Taylor hat deutlich gemacht, dass er seinen Rückzug von der Macht nur als vorübergehend betrachtet. Er hält sich die Möglichkeit offen, bei den nächsten Wahlen zu kandidieren, die nach einer Übergangszeit angesetzt werden sollen. Vizepräsident Blah, der von Taylor die Macht übernimmt, gilt den Rebellen als Marionette des Expräsidenten, der sich so weiteren Einfluss auf die Politik in Liberia sichere.

Doch auch viele Nigerianer stehen dem Asyl Taylors skeptisch gegenüber. Sie befürchten, der Expräsident könnte versuchen, ihr Land als Basis zu benutzen, um weitere regionale Konflikte anzuzetteln. Schließlich wird Taylor vorgeworfen, als Diamanten- und Waffenschieber die Rebellen in Sierra Leone sowie in der Elfenbeinküste und in Guinea unterstützt zu haben. Die Klagen gegen Taylor könnten zu einer juristischen Auseinandersetzung darüber führen, ob ihm nach internationalem Recht überhaupt Asyl gewährt werden darf.
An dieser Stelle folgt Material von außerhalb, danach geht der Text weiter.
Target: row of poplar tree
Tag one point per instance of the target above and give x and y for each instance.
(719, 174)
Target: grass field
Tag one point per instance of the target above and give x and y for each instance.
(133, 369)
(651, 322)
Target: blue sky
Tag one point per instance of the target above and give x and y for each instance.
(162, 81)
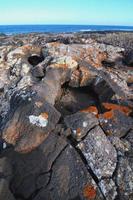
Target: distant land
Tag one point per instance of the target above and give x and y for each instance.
(17, 29)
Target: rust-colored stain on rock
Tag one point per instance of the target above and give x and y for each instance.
(44, 115)
(91, 109)
(38, 104)
(108, 115)
(111, 106)
(89, 192)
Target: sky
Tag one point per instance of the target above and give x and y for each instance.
(94, 12)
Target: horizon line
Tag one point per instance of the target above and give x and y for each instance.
(43, 24)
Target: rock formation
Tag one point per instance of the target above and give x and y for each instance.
(66, 117)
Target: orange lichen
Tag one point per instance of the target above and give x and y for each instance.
(61, 65)
(111, 106)
(107, 115)
(78, 131)
(38, 104)
(89, 192)
(91, 109)
(44, 115)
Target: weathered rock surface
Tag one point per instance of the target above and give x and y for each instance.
(100, 154)
(66, 107)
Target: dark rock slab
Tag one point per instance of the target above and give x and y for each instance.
(108, 188)
(115, 123)
(69, 179)
(32, 171)
(29, 122)
(80, 123)
(99, 153)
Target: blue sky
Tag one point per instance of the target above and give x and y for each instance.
(106, 12)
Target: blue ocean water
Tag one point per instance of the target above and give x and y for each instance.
(15, 29)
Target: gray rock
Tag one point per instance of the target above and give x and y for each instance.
(80, 124)
(124, 178)
(108, 188)
(101, 156)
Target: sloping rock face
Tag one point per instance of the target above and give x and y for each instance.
(65, 118)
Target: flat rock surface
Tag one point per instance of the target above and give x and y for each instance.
(66, 108)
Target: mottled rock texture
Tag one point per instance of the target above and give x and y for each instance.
(66, 107)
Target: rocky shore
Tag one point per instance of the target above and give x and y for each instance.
(66, 108)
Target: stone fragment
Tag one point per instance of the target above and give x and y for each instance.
(80, 123)
(28, 125)
(124, 178)
(129, 58)
(108, 188)
(115, 122)
(99, 153)
(69, 179)
(121, 145)
(5, 193)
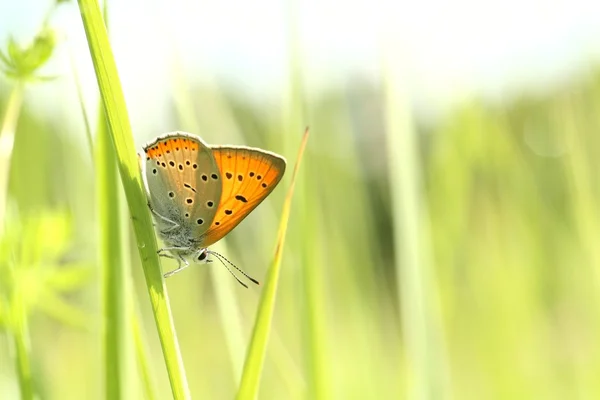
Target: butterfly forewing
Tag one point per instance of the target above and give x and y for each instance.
(183, 182)
(248, 176)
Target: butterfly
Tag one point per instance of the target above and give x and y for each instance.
(198, 193)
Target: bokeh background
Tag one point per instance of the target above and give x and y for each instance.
(443, 237)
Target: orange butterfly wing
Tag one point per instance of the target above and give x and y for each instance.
(248, 176)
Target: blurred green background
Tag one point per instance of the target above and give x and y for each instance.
(441, 245)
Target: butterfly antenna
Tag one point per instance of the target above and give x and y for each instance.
(222, 257)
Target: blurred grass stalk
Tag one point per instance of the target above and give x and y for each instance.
(120, 130)
(114, 269)
(313, 285)
(260, 335)
(7, 140)
(426, 364)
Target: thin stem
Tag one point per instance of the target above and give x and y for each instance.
(7, 140)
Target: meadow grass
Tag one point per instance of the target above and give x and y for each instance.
(455, 258)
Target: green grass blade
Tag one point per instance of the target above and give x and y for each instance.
(7, 138)
(21, 340)
(118, 121)
(260, 335)
(114, 322)
(142, 354)
(418, 296)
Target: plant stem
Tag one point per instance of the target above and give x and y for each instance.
(120, 128)
(7, 140)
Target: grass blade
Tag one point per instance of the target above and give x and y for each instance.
(114, 322)
(118, 121)
(260, 335)
(417, 293)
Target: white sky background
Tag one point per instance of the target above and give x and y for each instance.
(452, 48)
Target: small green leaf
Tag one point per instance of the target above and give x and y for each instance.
(23, 62)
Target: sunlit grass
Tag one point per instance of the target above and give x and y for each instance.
(457, 260)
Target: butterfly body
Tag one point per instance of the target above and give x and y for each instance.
(198, 193)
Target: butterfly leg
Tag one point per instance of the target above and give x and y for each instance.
(182, 265)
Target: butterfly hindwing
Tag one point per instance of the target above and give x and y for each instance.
(248, 176)
(183, 183)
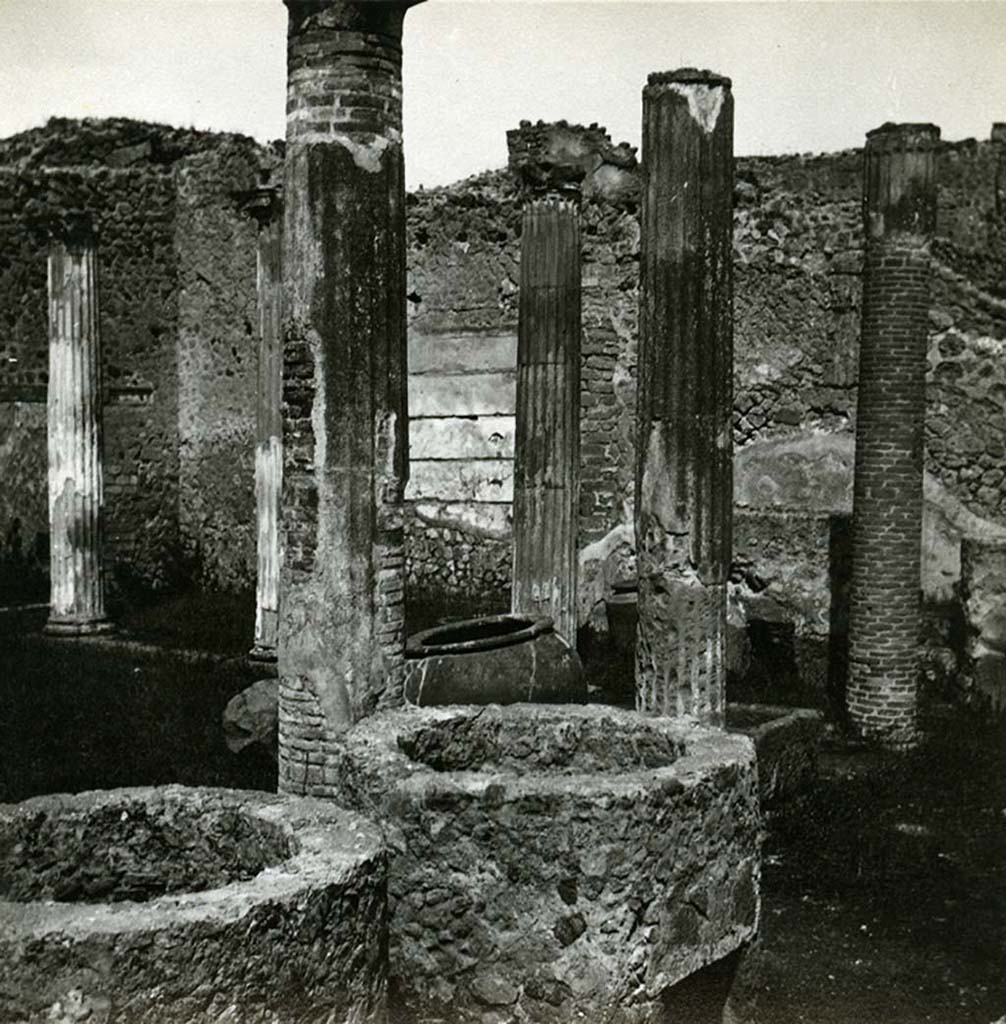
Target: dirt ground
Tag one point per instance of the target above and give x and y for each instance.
(884, 887)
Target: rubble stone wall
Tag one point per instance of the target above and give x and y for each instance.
(798, 258)
(132, 211)
(176, 265)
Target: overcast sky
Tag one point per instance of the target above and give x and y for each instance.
(807, 77)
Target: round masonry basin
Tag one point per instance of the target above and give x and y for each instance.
(492, 659)
(555, 862)
(176, 904)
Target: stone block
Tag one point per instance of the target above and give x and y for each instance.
(462, 437)
(493, 393)
(462, 352)
(460, 479)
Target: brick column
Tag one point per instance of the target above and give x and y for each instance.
(341, 642)
(546, 464)
(265, 207)
(77, 578)
(684, 484)
(899, 216)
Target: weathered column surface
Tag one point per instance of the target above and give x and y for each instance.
(546, 465)
(899, 216)
(77, 581)
(998, 137)
(265, 207)
(683, 457)
(341, 598)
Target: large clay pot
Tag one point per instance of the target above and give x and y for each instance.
(492, 659)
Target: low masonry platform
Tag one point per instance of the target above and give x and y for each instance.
(556, 863)
(786, 740)
(174, 904)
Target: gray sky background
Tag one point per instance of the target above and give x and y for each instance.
(807, 77)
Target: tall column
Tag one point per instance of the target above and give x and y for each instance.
(546, 465)
(77, 580)
(265, 207)
(684, 487)
(341, 644)
(899, 217)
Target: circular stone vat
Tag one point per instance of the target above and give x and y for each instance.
(175, 904)
(555, 863)
(492, 659)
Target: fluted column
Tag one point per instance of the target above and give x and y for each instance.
(265, 207)
(546, 465)
(899, 217)
(77, 581)
(341, 643)
(999, 144)
(684, 454)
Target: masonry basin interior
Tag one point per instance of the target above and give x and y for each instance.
(540, 743)
(131, 851)
(488, 628)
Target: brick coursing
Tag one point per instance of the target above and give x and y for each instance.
(884, 613)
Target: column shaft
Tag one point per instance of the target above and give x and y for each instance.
(341, 639)
(268, 438)
(547, 431)
(899, 212)
(684, 451)
(77, 587)
(999, 146)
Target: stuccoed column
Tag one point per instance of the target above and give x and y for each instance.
(684, 487)
(999, 145)
(341, 638)
(264, 205)
(546, 465)
(77, 580)
(899, 217)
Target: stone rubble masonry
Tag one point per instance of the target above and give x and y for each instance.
(547, 429)
(899, 215)
(683, 457)
(983, 600)
(77, 577)
(555, 863)
(341, 641)
(217, 359)
(265, 206)
(177, 313)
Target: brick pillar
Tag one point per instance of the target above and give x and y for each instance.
(546, 465)
(264, 206)
(77, 576)
(684, 486)
(341, 642)
(999, 142)
(899, 216)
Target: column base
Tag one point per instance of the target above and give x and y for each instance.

So reichte die größte Journalistengewerkschaft in Nigeria bereits Protest gegen das Asylangebot ein. Sie erklärte, Taylor sei in die Ermordung von zwei nigerianischen Journalisten 1990 verwickelt. "Wenn er hierher kommt, sollte er sofort dem internationalen Strafgerichtshof übergeben werden", sagte Ike Abugu, ein Bankangestellter aus Lagos. "Die ganze Welt kann nicht in eine Richtung gehen und Nigeria in die andere."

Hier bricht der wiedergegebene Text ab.